What is a corpus? What is corpus linguistics?

Some definitions

corpus, plural corpora A collection of linguistic data, either compiled as written texts or as a transcription of recorded speech. The main purpose of a corpus is to verify a hypothesis about language - for example, to determine how the usage of a particular sound, word, or syntactic construction varies. Corpus linguistics deals with the principles and practice of using corpora in language study. A computer corpus is a large body of machine-readable texts.
(cf. Crystal, David. 1992. An Encyclopedic Dictionary of Language and Languages. Oxford, 85)

CORPUS (13c: from Latin corpus body. The plural is usually corpora) (1) A collection of texts, especially if complete and self-contained: the corpus of Anglo-Saxon verse. (2) Plural also corpuses. In linguistics and lexicography, a body of texts, utterances or other specimens considered more or less representative of a language, and usually stored as an electronic database. Currently, computer corpora may store many millions of running words, whose features can be analysed by means of tagging (the addition of identifying and classifying tags to words and other formations) and the use of concordancing programs. Corpus linguistics studies data in any such corpus.
(cf. McArthur, Tom "Corpus" , in: McArthur, Tom (ed.) 1992. The Oxford Companion to the English Language. Oxford, 265-266)

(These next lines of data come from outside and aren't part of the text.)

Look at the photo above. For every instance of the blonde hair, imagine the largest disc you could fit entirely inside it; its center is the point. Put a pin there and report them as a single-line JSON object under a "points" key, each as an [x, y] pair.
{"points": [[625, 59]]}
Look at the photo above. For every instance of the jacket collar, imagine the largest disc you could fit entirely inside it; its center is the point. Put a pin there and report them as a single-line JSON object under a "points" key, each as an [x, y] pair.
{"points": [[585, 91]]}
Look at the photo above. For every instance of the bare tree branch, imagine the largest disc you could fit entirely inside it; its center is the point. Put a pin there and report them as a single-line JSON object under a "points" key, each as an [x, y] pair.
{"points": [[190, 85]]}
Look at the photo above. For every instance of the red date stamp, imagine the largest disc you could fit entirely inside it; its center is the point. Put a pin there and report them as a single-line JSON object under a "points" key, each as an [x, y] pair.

Advantages and drawbacks of using corpora in natural language research - two comments

Any natural corpus will be skewed. Some sentences won't occur because they are obvious, others because they are false, still others because they are impolite. The corpus, if natural, will be so wildly skewed that the description [of language based on the corpus] would be no more than a mere list. (Chomsky, Noam. 1957. Syntactic structures. The Hague, 159)

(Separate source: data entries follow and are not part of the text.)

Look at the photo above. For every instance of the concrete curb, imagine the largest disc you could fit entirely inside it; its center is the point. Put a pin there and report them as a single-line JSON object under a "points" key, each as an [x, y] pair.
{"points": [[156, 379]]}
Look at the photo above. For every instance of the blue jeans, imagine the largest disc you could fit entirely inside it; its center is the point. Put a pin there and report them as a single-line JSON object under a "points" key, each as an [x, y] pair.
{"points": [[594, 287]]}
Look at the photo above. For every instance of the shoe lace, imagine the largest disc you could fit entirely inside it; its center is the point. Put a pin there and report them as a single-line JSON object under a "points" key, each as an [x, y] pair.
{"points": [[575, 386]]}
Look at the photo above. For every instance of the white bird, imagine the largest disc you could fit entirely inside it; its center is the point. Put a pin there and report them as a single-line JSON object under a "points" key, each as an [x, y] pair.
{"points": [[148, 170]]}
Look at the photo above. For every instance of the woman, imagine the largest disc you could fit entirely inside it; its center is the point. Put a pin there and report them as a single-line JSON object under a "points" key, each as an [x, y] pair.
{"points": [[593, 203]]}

I have two main observations to make. The first is that I don't think there can be any corpora, however large, that contain information about all of the areas of English lexicon and grammar that I want to explore; all that I have seen are inadequate. The second observation is that every corpus that I've had a chance to examine, however small, has taught me facts that I couldn't imagine finding out about in any other way. (Fillmore, Charles J. 1992. "Corpus linguistics" or "Computer-aided armchair linguistics", in: Svartvik, Jan. (ed.) Directions in Corpus Linguistics. Berlin/New York, 35)